Trapped cerumen can retain the bacteria, viruses, and fungus that it was designed to remove. If it remains in the ear because it’s been pushed back, it can cause infection.
Pushed in far enough and you can rupture the ear drum, causing hearing loss. Almost eight million Americans a year have professional medical procedures to remove impacted cerumen.
Stop Using That Q-Tip
The American Academy of Otolaryngology-Head and Neck Surgery has published an issue paper on the topic “Earwax and Care” to be used as a guide for ear health.
The first piece of advice: “start by discontinuing the use of cotton-tipped applicators and the habit of probing the ears”. In other words, don’t stick Q-Tips in your ears. If you persist in “cleaning” out your ears, they are more likely to itch, necessitating more scratching: rubbing the skin in your ears releases histamine, irritating and inflaming the skin. As ear wax is also a lubricant, removing it can cause the skin to dry out and result in even greater itch.

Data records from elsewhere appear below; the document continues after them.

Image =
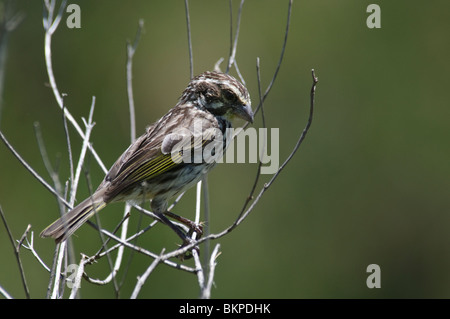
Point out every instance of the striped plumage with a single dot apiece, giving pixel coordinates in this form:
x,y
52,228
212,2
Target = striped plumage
x,y
148,169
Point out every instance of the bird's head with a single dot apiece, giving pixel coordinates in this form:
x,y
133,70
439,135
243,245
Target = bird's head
x,y
220,94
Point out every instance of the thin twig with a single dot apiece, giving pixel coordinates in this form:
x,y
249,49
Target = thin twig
x,y
131,49
5,293
233,48
50,26
188,26
33,172
76,285
206,292
30,246
16,252
143,278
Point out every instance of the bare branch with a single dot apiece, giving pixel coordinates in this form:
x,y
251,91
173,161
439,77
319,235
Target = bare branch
x,y
143,278
16,252
131,49
233,47
188,27
32,171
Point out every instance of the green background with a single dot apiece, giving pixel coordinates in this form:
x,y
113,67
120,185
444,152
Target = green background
x,y
369,185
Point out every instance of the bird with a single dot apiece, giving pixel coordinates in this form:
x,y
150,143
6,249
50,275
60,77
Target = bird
x,y
159,165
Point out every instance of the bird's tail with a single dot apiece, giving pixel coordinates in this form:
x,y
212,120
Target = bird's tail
x,y
64,227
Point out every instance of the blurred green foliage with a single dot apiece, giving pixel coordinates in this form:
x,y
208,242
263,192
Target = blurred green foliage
x,y
369,185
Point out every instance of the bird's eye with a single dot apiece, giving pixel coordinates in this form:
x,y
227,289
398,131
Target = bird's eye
x,y
229,95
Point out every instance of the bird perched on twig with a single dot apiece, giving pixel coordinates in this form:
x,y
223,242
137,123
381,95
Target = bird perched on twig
x,y
159,164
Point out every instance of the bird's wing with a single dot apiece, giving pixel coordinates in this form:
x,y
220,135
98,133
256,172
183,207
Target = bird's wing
x,y
152,154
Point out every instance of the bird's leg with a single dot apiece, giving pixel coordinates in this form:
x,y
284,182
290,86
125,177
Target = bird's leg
x,y
186,240
198,228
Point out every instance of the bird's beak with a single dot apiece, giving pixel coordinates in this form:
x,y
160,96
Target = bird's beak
x,y
245,112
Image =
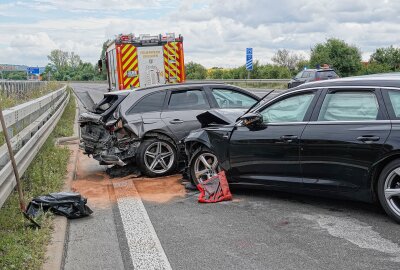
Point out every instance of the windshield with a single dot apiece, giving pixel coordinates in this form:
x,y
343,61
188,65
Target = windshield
x,y
106,103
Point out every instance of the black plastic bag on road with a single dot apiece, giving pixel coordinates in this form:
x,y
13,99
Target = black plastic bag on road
x,y
69,204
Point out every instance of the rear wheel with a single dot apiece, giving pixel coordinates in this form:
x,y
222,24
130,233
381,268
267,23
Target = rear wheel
x,y
389,189
203,165
156,157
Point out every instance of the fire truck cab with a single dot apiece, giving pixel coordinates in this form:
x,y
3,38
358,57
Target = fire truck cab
x,y
133,62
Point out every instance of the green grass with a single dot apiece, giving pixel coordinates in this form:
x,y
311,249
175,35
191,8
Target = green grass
x,y
21,246
13,99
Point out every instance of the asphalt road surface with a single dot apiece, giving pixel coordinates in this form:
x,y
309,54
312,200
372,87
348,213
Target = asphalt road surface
x,y
141,223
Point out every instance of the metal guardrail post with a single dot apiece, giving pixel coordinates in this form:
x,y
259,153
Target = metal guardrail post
x,y
31,138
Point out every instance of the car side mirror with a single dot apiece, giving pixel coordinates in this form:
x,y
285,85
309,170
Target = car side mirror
x,y
251,119
100,65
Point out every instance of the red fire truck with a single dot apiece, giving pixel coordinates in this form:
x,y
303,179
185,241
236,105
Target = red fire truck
x,y
145,60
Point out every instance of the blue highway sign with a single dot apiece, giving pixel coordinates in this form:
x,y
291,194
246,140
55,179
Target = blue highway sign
x,y
249,58
33,70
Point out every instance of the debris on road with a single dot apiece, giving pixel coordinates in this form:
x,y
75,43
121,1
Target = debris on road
x,y
214,189
68,204
122,171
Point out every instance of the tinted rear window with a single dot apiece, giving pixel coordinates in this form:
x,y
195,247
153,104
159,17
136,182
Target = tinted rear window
x,y
328,74
150,103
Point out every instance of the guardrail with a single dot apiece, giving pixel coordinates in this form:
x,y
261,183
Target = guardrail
x,y
20,87
29,125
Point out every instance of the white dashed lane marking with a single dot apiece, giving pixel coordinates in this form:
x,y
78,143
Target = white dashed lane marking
x,y
356,232
144,246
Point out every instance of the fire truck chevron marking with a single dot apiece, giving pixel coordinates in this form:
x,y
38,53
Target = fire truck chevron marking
x,y
128,53
133,66
130,60
127,46
133,63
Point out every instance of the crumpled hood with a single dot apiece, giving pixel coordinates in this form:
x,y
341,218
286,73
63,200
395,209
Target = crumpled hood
x,y
219,117
89,117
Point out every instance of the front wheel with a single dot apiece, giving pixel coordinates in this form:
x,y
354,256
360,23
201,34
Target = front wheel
x,y
202,165
389,189
156,157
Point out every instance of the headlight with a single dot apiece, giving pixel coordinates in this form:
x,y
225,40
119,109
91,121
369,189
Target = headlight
x,y
116,113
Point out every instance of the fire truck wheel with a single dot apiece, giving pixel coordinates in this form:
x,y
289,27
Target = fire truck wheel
x,y
156,157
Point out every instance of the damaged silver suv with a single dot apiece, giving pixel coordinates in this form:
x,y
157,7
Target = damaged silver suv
x,y
145,127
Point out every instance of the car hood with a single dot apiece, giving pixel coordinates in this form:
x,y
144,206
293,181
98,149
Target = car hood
x,y
90,117
219,117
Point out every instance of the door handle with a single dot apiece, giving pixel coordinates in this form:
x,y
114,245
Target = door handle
x,y
368,138
289,138
176,121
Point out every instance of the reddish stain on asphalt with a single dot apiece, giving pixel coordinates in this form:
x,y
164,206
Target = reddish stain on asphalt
x,y
93,183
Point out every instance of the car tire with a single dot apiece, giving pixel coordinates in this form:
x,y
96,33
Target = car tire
x,y
156,157
389,185
199,170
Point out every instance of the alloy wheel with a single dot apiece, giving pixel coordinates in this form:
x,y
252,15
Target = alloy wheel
x,y
391,190
205,166
159,157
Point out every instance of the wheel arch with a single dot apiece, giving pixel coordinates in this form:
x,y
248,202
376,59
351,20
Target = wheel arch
x,y
377,169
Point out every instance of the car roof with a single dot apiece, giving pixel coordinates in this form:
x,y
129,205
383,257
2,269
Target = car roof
x,y
319,69
164,87
375,80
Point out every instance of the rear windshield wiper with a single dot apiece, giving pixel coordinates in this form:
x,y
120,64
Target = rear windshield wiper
x,y
255,104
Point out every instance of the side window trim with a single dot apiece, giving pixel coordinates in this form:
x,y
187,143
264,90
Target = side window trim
x,y
388,103
214,101
170,93
382,115
129,111
310,109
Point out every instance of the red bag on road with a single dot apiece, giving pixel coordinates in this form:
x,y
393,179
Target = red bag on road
x,y
214,189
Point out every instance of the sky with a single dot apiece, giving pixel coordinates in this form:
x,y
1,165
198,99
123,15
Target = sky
x,y
216,32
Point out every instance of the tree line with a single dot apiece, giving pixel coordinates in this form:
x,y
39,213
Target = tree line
x,y
344,58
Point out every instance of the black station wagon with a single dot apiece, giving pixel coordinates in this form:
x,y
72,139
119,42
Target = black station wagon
x,y
336,137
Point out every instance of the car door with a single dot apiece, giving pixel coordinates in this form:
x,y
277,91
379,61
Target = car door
x,y
146,111
181,110
268,154
345,137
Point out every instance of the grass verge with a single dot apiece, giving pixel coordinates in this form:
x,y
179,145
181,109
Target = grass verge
x,y
21,246
15,99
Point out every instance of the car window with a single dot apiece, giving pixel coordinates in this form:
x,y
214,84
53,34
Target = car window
x,y
106,103
227,98
394,97
349,106
188,100
328,74
291,109
298,76
306,74
150,103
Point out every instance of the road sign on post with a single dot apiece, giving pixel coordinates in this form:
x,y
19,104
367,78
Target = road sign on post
x,y
249,58
33,70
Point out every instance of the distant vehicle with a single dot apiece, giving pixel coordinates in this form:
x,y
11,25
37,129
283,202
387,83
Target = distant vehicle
x,y
310,75
147,126
338,138
133,62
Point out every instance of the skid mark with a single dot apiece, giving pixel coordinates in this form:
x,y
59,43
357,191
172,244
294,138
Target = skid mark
x,y
357,233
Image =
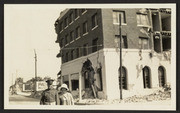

If your ears ache, feel full, or you notice impairment in your hearing (or you’ve already used a Q-Tip and shoved the wax too far down the canal for it to push itself out), there are are simple, natural remedies to soften the wax so it can again move on its own.
If you feel you absolutely must give a gentle cleansing, make a mixture of one part vinegar, one part isopropyl alcohol, and one part water—all at body temperature—and place a few drops in each ear. Other than that, nothing smaller than your elbow should ever enter your ear.